Le vaccin contre le tétanos ne provoque généralement que des effets secondaires locaux : légère douleur au point d’injection, léger gonflement, rougeur. Il arrive toutefois que ces réactions soient plus prononcées : gonflement important, formation d’une zone dure, chaude et douloureuse autour du point d’injection. Les effets indésirables généraux – fièvre, maux de tête, courbatures… – sont peu fréquents. Quant aux vraies réactions allergiques graves, nécessitant un traitement médical immédiat, elles sont extrêmement rares, et elles surviennent toujours dans les 15 à 20 minutes après l’injection. C’est pourquoi il est recommandé de rester sur place pendant un quart d’heure après la vaccination.
Même si vous gardez un (très) mauvais souvenir de votre propre vaccination contre le tétanos, n’oubliez pas que le tétanos est une maladie infectieuse grave : 40 à 50% des personnes atteintes n’y survivent pas. Le tétanos est dû à la bactérie Clostridium tetani, présente dans la terre, dans la poussière, sur les plantes… Une fois qu’elle a pénétré dans l’organisme – une simple plaie suffit – elle produit une toxine qui se répand dans tout le corps, attaque le système nerveux et cause de violentes contractions musculaires, l’atteinte des muscles respiratoires pouvant entraîner le décès par asphyxie. Quels que soient les risques d’effets secondaires, mieux vaut donc faire vacciner votre enfant/ado.
S’il/elle a bénéficié de la vaccination complète (3 doses à 2, 3 et 4 mois et 1 dose de rappel à 15 mois) contre le tétanos dans son enfance, avec une dose de rappel à 5-6 ans, un autre rappel s’impose à 15-16 ans. S’il/elle n’a pas été vacciné(e) bébé, faites-le/la vacciner dès que possible : 2 doses à 4-6 semaines d’intervalle et la troisième dose un an plus tard. Avec des rappels réguliers tous les 10 ans, le vaccin contre le tétanos confère une protection contre la maladie1.
« Peut-on vacciner mon ado sans mon autorisation ? » 

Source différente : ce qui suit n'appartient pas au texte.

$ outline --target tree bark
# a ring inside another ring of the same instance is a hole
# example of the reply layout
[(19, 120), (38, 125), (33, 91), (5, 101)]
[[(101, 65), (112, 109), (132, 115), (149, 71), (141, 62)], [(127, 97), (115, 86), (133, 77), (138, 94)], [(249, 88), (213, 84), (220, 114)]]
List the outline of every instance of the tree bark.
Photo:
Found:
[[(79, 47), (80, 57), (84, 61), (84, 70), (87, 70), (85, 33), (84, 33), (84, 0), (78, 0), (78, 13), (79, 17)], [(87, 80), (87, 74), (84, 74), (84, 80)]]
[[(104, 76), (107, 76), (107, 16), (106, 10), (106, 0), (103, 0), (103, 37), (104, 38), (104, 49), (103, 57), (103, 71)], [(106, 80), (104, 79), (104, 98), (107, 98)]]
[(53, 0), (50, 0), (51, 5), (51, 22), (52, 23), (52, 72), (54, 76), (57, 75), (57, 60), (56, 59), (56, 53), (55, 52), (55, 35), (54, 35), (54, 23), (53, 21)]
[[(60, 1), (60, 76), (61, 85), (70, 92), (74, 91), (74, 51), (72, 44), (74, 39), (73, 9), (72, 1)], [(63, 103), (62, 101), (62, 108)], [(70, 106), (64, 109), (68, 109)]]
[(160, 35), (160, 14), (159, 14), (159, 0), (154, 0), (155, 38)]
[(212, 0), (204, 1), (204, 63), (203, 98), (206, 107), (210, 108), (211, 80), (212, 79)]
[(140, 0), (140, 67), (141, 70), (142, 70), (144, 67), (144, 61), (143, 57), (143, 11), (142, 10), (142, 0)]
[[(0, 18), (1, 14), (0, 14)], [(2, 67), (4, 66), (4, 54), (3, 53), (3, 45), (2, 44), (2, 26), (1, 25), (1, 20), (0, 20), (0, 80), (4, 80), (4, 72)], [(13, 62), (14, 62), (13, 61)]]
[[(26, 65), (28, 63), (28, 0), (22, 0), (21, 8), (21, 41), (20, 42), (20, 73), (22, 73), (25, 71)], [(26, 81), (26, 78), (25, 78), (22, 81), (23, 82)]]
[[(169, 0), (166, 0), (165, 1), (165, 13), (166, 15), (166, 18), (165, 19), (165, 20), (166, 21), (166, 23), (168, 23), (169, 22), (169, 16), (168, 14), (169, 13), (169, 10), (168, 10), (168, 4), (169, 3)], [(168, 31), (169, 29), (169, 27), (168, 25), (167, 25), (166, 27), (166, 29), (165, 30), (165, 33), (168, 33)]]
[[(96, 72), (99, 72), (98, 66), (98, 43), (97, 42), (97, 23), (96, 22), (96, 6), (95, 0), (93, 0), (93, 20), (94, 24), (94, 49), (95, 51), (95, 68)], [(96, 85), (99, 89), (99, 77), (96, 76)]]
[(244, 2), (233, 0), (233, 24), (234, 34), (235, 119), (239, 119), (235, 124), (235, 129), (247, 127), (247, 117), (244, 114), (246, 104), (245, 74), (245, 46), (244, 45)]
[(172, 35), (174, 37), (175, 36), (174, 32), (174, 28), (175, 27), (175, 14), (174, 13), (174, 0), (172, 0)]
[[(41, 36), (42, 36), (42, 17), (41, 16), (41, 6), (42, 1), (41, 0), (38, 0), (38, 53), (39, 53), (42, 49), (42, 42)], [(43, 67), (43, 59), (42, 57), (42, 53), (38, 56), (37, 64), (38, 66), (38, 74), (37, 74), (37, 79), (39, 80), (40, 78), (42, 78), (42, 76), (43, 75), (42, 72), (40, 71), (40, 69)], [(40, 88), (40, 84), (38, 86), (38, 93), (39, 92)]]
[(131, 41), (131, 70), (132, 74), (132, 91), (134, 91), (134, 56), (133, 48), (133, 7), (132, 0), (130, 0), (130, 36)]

Pas s’il a moins de 16 ans. Pour tout jeune de moins de 16 ans, la vaccination est soumise à un accord parental, signé par un au moins des deux parents de l’enfant ou par son tuteur légal.
L’enfant qui se fait vacciner, ainsi que son parent ou tuteur, doivent présenter leur carte d’identité au moment de la vaccination. Si un seul parent est présent, il doit soit présenter l’autorisation parentale signée préalablement par l’autre parent, soit attester par écrit sur l’honneur (sur le formulaire d’autorisation parentale) qu’il dispose de l’accord de l’autre parent.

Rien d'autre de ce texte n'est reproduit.